Moi, du tac-au-tac :

– Alors il vous faut lire “Cent ans de Solitude” de Garcia Marquez. On n’a jamais rien écrit de plus beau tout court. Jamais.
(Je suis toujours très nuancé et mesuré, jamais excessif).

On parle religion. Il ne pratique plus : “ce n’est pas parce que je suis mécréant, c’est parce que j’aime trop Dieu pour l’enfermer dans le dogmatisme étriqué des Hommes.”
Il a tout compris le papi.

Il est effondré par le conflit israélo-palestinien :

– Sais-tu qu’Abraham a eu deux fils : Ismaël, qui donna les premières tribus d’Egypte, et Isaac, qui donna le peuple hébreu. C’est une guerre entre frères, Romulus et Remus au XXIème siècle. Ceintures d’explosifs et grenades remplacent le glaive. Le sais-tu ?
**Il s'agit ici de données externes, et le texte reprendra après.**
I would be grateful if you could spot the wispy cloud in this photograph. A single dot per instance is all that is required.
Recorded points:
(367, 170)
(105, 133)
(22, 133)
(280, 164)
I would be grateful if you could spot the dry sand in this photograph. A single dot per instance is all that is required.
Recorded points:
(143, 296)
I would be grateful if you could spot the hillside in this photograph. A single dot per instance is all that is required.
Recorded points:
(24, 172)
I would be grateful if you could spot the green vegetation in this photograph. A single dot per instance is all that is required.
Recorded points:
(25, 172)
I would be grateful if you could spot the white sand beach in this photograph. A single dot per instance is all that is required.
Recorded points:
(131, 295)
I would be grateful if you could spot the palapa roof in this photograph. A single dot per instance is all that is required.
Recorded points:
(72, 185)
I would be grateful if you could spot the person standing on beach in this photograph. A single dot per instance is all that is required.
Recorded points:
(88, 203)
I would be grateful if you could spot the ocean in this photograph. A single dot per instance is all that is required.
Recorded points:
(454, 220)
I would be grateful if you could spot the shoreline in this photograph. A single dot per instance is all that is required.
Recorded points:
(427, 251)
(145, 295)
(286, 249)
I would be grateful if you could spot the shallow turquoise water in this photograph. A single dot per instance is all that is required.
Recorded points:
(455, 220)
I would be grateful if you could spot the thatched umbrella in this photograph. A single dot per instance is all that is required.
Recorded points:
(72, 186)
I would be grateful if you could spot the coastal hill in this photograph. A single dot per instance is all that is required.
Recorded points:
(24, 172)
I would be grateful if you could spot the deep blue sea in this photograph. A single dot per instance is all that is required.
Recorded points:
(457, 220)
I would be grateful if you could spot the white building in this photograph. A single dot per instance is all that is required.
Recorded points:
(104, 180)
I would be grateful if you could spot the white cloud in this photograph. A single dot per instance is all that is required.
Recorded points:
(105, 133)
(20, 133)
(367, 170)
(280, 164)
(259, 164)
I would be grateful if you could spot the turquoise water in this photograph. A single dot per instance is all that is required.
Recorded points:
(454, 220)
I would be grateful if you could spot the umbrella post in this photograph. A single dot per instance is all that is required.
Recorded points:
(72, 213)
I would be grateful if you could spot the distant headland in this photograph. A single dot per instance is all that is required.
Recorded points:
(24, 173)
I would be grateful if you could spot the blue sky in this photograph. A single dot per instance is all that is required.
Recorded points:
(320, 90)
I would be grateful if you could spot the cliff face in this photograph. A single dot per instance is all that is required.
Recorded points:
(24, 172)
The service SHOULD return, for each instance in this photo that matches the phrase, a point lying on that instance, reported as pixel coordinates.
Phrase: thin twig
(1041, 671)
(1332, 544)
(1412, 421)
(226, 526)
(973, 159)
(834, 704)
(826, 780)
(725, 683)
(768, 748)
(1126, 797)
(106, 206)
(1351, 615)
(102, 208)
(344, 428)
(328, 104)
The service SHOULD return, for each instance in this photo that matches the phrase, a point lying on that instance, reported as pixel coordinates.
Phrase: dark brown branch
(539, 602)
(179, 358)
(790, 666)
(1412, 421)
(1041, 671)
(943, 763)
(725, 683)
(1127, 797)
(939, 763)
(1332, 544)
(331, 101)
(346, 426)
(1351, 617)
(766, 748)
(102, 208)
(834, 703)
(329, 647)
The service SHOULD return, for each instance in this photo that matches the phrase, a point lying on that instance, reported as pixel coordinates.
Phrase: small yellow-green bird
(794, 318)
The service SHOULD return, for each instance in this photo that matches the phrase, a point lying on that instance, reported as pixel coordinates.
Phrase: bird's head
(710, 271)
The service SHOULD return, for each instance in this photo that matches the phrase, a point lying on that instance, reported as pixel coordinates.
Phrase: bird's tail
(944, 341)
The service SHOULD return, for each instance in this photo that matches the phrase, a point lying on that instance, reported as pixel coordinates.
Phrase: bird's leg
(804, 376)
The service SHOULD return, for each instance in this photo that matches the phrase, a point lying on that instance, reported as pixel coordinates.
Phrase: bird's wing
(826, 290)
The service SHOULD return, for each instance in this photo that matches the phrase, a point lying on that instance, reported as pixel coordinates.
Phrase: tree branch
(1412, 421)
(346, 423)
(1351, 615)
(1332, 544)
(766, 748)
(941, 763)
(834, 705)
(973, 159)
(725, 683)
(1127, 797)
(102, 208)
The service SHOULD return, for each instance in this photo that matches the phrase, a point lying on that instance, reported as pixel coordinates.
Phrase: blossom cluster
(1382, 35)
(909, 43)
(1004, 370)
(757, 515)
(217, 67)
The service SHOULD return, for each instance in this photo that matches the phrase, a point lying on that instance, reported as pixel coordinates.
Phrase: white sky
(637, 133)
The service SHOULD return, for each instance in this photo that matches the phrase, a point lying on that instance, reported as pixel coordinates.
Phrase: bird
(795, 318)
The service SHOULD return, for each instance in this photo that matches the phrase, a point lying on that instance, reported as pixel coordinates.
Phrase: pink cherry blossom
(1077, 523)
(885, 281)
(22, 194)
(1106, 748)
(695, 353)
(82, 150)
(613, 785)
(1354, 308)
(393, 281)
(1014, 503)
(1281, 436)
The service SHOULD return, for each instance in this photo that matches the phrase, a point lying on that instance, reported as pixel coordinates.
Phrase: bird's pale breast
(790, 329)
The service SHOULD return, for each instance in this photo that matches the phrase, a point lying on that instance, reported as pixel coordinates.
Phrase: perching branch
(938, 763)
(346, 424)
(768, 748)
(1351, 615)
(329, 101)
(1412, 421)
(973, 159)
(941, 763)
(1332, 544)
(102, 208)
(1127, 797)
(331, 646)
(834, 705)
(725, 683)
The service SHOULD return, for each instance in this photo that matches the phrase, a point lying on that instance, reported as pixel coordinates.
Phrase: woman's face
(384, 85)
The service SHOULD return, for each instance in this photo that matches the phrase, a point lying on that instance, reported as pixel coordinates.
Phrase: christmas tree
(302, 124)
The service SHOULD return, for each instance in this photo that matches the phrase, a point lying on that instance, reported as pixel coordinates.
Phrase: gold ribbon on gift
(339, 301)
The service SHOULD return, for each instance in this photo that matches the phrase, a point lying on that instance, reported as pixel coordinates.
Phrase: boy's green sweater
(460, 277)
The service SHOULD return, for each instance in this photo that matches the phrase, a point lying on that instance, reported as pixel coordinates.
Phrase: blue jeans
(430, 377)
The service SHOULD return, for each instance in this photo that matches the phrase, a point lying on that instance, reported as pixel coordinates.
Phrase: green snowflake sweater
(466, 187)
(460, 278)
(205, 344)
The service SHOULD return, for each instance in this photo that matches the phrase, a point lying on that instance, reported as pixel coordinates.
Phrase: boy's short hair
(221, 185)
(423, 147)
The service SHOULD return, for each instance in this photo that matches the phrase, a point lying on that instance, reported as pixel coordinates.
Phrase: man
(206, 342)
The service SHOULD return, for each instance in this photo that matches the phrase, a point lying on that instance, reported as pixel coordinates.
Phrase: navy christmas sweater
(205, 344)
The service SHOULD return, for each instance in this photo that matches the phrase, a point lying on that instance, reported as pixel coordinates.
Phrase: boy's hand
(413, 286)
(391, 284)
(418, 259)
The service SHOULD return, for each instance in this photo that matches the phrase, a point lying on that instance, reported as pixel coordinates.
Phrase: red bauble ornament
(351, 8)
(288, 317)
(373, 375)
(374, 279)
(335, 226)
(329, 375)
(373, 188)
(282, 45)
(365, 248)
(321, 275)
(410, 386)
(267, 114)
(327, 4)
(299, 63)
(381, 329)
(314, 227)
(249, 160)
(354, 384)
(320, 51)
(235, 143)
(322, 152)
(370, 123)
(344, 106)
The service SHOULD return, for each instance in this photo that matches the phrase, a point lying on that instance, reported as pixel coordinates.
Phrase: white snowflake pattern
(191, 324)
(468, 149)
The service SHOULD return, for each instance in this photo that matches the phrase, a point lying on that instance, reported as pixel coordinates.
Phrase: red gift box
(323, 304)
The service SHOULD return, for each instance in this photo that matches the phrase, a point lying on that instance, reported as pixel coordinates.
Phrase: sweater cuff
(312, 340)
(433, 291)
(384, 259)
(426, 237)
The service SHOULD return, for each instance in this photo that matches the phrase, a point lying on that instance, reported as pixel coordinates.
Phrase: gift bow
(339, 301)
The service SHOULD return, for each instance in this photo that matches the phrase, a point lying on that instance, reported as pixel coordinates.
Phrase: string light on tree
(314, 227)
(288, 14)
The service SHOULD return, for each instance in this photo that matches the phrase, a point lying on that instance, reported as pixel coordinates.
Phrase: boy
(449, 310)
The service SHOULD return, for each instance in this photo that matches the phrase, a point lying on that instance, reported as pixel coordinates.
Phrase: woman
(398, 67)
Oui, Mr P., je sais. Mais il est bon, parfois, de le rappeler à la mémoire de tous.

Il s’en va et devra lire “Cent ans de solitude”. Moi, je filerai chercher “Corps et Âme” après ma garde : il y a pire comme devoir à la maison. Très peu de chances qu’on se revoie un jour, lui et moi, c’est sûr, mais nous lirons ces livres. Et nous penserons à Isaac et Ismael, main dans la main, autour d’un bon feu, discutant bouquin en partageant un bon repas halal et casher.

J’aime les petites rencontres enrichissantes de notre métier, je veux dire : j’aime VRAIMENT les petites rencontres enrichissantes de notre métier.

“Mais avant d’arriver au vers final, il avait déjà compris qu’il ne sortirait jamais de cette chambre, car il était dit que la cité des miroirs (ou des mirages) serait rasée par le vent et bannie de la mémoire des hommes à l’instant où Aureliano Babilonia achèverait de déchiffrer les parchemins, et que tout ce qui y était écrit demeurait depuis toujours et resterait à jamais irrépétible, car aux lignées condamnées à cent ans de solitude, il n’était pas donné sur terre de seconde chance.”